Originally Posted by london
Ok.You have issues in you're marriage right now and the fact that your spouse might not want to be your marriage right now is a possibility. You have to ask him. If he does want to be in the marriage and you fear him preferring her over you, you could close your relationship because obviously just ending things with her wouldn't eradicate that fear. Closing your relationship, however, might make him resent you and he could be tempted to cheat. You don't want that. So you could continue with this triad and relax the rules around sex, because after all, you're going to ask him, without repercussions, if he still wants to be married to you. You're going to emphasise that these are three separate relationships that you are having and you want to know what he thinks about your relationship.

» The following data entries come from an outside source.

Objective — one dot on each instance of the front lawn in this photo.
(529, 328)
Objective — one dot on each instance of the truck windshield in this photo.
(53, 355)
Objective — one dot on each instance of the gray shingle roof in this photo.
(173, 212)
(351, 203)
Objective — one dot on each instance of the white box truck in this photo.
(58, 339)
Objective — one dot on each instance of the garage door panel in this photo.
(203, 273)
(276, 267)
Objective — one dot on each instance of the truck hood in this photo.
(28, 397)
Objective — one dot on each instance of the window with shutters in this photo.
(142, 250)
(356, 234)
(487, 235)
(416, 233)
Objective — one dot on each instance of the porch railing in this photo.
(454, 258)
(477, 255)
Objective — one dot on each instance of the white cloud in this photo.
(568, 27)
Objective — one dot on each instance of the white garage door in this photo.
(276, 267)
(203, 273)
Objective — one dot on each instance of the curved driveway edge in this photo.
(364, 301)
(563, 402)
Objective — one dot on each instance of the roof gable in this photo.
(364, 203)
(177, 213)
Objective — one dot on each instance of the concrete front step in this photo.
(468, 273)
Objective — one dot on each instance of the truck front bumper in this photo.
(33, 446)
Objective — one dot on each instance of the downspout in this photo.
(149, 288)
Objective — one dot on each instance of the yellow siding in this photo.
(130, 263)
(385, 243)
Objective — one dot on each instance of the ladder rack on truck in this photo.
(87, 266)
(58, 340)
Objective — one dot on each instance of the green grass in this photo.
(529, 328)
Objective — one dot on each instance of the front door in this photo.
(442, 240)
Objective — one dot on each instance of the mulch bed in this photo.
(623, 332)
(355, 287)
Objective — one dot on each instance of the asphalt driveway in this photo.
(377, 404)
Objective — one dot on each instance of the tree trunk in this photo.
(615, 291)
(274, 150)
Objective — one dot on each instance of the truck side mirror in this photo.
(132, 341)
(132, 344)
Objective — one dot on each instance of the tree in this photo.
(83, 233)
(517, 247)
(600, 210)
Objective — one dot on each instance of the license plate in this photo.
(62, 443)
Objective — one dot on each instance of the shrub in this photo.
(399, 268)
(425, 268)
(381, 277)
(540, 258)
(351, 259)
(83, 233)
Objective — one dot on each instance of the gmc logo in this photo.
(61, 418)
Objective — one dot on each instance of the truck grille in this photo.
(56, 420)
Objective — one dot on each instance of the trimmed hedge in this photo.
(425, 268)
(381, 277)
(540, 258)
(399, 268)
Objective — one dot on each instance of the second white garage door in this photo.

You know relationships are fluid, being a triad might involve you having a less sexually focused relationship with your husband, hot triad sex and hot sex with your girlfriend. If you need someone, perhaps male, to have sex with, polyamory allows for it. You just have to let go and trust.
Thank you for your constructive input. I do want to continue this triad. I care for her a lot and love him. I know there is four relationships here, him and me, him and her, her and me, and the three of us. From talking I see that it is just me being insecure, what tips do you have for me getting over that? We have discussed and he does want to continue our marriage as well as continue our triad. He has already given the go ahead for her and I to do stuff though I'm not quite ready. We snuggle but that's as far as it has gone without dh around.